Escrow Accounts

ITIC has seen an increasing number of sale and purchase brokers being asked to hold deposits on behalf of the buyers and sellers. While not yet a feature of a large number of transactions, the practice is now sufficiently established that it may be considered part of the usual course of business of a sale and purchase broker. A member insured as a sale and purchase broker would therefore be covered by their entry with ITIC in respect of deals where they have acted as brokers. The cover would apply to negligence in operating the account.

This task is falling on shipbrokers due to a reluctance by banks to open closing accounts for S&P transactions. A major reason for their reluctance is the cost of complying with money laundering regulations. Shipbrokers may not face all the detailed regulations applying to banks, but they must ensure that they are aware of the local money laundering regulations and how they would apply to their businesses. A failure to comply with such regulations is a criminal offence and any penalties are likely to fall outside cover.

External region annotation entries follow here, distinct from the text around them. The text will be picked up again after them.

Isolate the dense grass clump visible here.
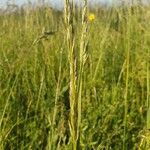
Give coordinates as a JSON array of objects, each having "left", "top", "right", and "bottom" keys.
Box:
[{"left": 0, "top": 0, "right": 150, "bottom": 150}]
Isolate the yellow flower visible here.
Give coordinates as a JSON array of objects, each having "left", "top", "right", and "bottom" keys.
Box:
[{"left": 88, "top": 14, "right": 95, "bottom": 21}]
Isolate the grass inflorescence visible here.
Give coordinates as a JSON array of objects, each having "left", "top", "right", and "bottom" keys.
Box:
[{"left": 0, "top": 0, "right": 150, "bottom": 150}]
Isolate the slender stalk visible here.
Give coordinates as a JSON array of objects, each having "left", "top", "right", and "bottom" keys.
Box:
[
  {"left": 64, "top": 0, "right": 78, "bottom": 150},
  {"left": 78, "top": 0, "right": 88, "bottom": 145},
  {"left": 123, "top": 7, "right": 131, "bottom": 150}
]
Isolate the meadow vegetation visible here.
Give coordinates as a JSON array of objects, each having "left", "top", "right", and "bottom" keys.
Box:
[{"left": 0, "top": 0, "right": 150, "bottom": 150}]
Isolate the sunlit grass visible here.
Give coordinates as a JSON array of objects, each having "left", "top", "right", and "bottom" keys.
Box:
[{"left": 0, "top": 1, "right": 150, "bottom": 150}]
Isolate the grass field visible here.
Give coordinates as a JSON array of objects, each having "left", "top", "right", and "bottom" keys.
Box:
[{"left": 0, "top": 0, "right": 150, "bottom": 150}]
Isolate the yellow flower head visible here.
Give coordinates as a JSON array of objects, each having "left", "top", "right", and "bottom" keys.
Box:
[{"left": 88, "top": 14, "right": 95, "bottom": 21}]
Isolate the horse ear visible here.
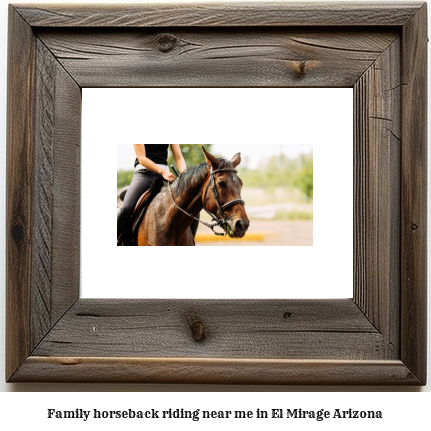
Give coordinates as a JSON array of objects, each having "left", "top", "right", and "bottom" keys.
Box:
[
  {"left": 202, "top": 146, "right": 220, "bottom": 171},
  {"left": 231, "top": 153, "right": 241, "bottom": 168}
]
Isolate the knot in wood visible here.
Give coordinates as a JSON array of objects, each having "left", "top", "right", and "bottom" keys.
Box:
[
  {"left": 187, "top": 316, "right": 206, "bottom": 343},
  {"left": 157, "top": 34, "right": 178, "bottom": 53}
]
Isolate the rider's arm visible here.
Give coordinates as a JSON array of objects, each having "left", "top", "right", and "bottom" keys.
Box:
[
  {"left": 171, "top": 144, "right": 187, "bottom": 172},
  {"left": 133, "top": 144, "right": 175, "bottom": 181}
]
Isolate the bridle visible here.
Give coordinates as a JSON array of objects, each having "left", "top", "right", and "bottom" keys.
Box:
[{"left": 168, "top": 166, "right": 245, "bottom": 236}]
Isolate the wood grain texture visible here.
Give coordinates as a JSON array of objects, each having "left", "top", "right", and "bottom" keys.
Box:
[
  {"left": 354, "top": 38, "right": 402, "bottom": 359},
  {"left": 401, "top": 4, "right": 428, "bottom": 382},
  {"left": 16, "top": 2, "right": 421, "bottom": 28},
  {"left": 15, "top": 357, "right": 418, "bottom": 386},
  {"left": 5, "top": 9, "right": 36, "bottom": 378},
  {"left": 33, "top": 299, "right": 385, "bottom": 359},
  {"left": 32, "top": 40, "right": 81, "bottom": 352},
  {"left": 38, "top": 29, "right": 397, "bottom": 87},
  {"left": 6, "top": 3, "right": 426, "bottom": 385}
]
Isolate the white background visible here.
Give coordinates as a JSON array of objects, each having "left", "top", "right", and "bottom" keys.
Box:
[
  {"left": 0, "top": 0, "right": 431, "bottom": 422},
  {"left": 81, "top": 88, "right": 353, "bottom": 299}
]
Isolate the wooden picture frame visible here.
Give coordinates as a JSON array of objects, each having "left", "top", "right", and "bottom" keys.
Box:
[{"left": 6, "top": 2, "right": 427, "bottom": 385}]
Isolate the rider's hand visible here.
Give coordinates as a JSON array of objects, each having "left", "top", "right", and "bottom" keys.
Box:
[{"left": 162, "top": 169, "right": 175, "bottom": 183}]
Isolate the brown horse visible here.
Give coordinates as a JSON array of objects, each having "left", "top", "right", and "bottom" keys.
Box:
[{"left": 120, "top": 147, "right": 250, "bottom": 246}]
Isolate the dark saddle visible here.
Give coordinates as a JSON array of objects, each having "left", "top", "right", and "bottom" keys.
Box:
[{"left": 117, "top": 176, "right": 163, "bottom": 246}]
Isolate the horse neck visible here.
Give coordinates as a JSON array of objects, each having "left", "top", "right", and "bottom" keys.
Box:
[{"left": 174, "top": 167, "right": 210, "bottom": 218}]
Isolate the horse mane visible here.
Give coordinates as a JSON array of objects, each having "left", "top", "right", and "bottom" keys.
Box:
[{"left": 172, "top": 157, "right": 233, "bottom": 196}]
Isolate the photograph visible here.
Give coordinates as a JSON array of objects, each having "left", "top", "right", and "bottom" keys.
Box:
[
  {"left": 117, "top": 144, "right": 313, "bottom": 246},
  {"left": 0, "top": 0, "right": 430, "bottom": 404}
]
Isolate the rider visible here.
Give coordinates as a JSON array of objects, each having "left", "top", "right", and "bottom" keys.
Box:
[{"left": 117, "top": 144, "right": 186, "bottom": 245}]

By accepting instructions to hold money on behalf of the buyers and sellers the broker accepts an obligation to both parties and cannot treat one more favorably than the other. This may create a difficult commercial situation if a dispute arises and one party believes that “their broker” should be doing more to support their position.

It is very important that the duties of the shipbroker are clearly set out in an escrow agreement signed by both buyers and sellers. The agreement should cover both how the money is to be held and the grounds upon which it is to be released.

The Baltic Code provides that members of the Baltic Exchange acting as brokers are required to operate a separate bank account for clients. The agreement will often specify that the money will be held separately from the funds of the broker. The parties will accordingly be protected if the broker becomes insolvent. There is a difference between a client account and one specially opened for a transaction. If, as is usual, the broker is using a general client account that should be made clear in the agreement.

The question of who will receive interest paid on the account should be set out. The broker should not, of course, specify what the rate of interest will be. A common provision is that the rate of interest is to be determined by the bank and shall be the rate for immediately available deposits. The interest on the money while held as a deposit is usually stated to belong to the buyer.

The most obvious concern is that the broker could release the funds wrongly and therefore face a liability for negligence. A good guiding principle is that the broker should avoid being placed in a position where he has to make a decision as to whether to pay out the funds or not.

The normal wording is:-

“The buyers and the sellers instruct the broker to release the funds in accordance with:-

1) a written instruction signed (jointly or in counterpart) on behalf of both the sellers and buyers;or

2) a final and unappealable decision of an arbitration tribunal or court(*);or

3) an order of a court of competent jurisdiction.”

* There is a problem when releasing against a "final and unappealable" decision. This is because the broker is not in a position to assess whether such an award is "final and unappealable". ITIC recommends it is replaced with "a decision of an arbitration tribunal or court which appears on its face to be final". This provision has caused some principals concern but has been widely accepted.

The broker should seek advice if a dispute arises. Most court systems have a process where a person holding funds as a stakeholder can either pay disputed funds into court or ask the court to determine the issue. Sometimes a provision that the broker has the option at anytime to pay the funds into court is added. An agreement ITIC reviewed recently provided that the principals would reimburse any legal fees incurred by the broker in performing his duties.

Brokers frequently ask about obtaining an indemnity from the principals. This will not prevent the broker being liable “come what may” but it is prudent to add something along the following lines:-

“The buyers and sellers jointly and severally agree:-

i) to indemnify the broker upon first demand against all losses, liabilities, costs and claims and demands arising out of and in connection with our holding of the funds in accordance with his Escrow agreement; and

ii) that the broker’s only obligation is to hold the funds upon the terms set out in this Escrow agreement. We will have no liability for any act or omission taken or not taken by us in good faith. For the avoidance of doubt it is the burden of the party alleging that we have acted in bad faith to produce evidence thereof.”

The agreement should contain a choice of law and jurisdiction clause. The parties will often choose the same law and jurisdiction as governs the MOA. The escrow agreement is however a separate contract and there are obvious advantages in having it subject to the law and jurisdiction where the broker is based.

The managers are always available to advise on the wording of individual escrow agreements and assist members who are caught up in disputes regarding money they are holding.